Da beim Upgrade jeglicher Müll auf deiner Festplatte bleibt den du jemals runtergeladen, kopiert usw. hast.
Und es Treten viele solcher Probleme auf.

-WoW auf eine Externe Festplatte kopieren (und alle anderen wichtigen Daten)
-Windows installations DvD einlegen
-PC Neustarten (Damit du im Wibdows Installer bist)
-Festplatte formatieren (ALLE DATEIEN WERDEN GELÖSCHT! Deswegen oben sichern )
-Windows auf die leere Festplatte installieren
-Alles so einrichten wie du willst
-profit!

Achja achte darauf das du nicht deine Externe Festplatte mit den ganzen wichtigen Daten formatierst! Schwerer fehler :S


----------



## Stanglnator (11. März 2011)

Vor der Neuinstallation würde ich mal die Firewall-Einstellungen prüfen. Ins Internet kommst du offenbar, oder? Wenn ja, dann blockiert die Windows-Firewall offenbar die Ports für WoW.


----------



## Gazeran (11. März 2011)

Stimmt, man sollte vielleicht erstmal das einfachste probieren...
Naja hab nur schlechte erfahrungen mitm Upgrade, Viel Glück!


----------



## Nagostyrion (11. März 2011)

Stanglnator schrieb:


> Vor der Neuinstallation würde ich mal die Firewall-Einstellungen prüfen. Ins Internet kommst du offenbar, oder? Wenn ja, dann blockiert die Windows-Firewall offenbar die Ports für WoW.

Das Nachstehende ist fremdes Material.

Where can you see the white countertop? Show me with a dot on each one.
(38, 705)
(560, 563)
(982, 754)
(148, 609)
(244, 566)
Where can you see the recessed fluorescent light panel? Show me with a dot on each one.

Wo finde ich das bei Windows 7? Find mich hier noch nich ganz zurecht

Und komplett neumachen? :O
Sollte die letzte Option sein, find ich. Das kopieren dauert Jahre :O


----------



## Palimbula (11. März 2011)

Einfach mal im STartmenü als Suchbegriff "Firewall" eingeben oder du öffnest die Systemsteuerung --> Sicherheit


----------



## Gazeran (11. März 2011)

Wibdows Firewall findest du unter:
Windowszeichen -> Systemsteuerung -> Windows-Firewall

Und wenn dir 30min kopieren zu lange dauert, dann naja.
Ich leg meinen PC alle 3-4 Monate neu auf, weil ich mir durchs experimentieren das System zerlege :S
Dauert insgesammt eine bis eineinhalb stunden, also nix wildes.


----------



## Nagostyrion (11. März 2011)

Gazeran schrieb:


> Wibdows Firewall findest du unter:
> Windowszeichen -> Systemsteuerung -> Windows-Firewall
> 
> Und wenn dir 30min kopieren zu lange dauert, dann naja.
> ...



geht ja nich nur um den WoW ordner kopieren, auch um den ganzen anderen kram, den ich auf der Hauptplatte habe
Alles, was mit Blizzard zu tun hat, ist in der Liste eigentlich als aktiviert gekennzeichnet...
Oder überseh ich da etwas?


----------



## Agasch (14. April 2011)

Hiho Leute

Jetzt habe ich Windows 7 seit 3 Wochen und WOW und StarcraftII lassen sich nicht mehr spielen, da die Verbindung zum Server nicht aufgebaut werden kann. Auch der WOW Support konnte nicht helfen. Ich habe Windows 7 ebenfalls als Upgrade auf Vista aufgespielt und seitdem das Problem. Also falls jemand noch eine Idee hat ausser Platte zu formatieren, wäre ich glücklich. 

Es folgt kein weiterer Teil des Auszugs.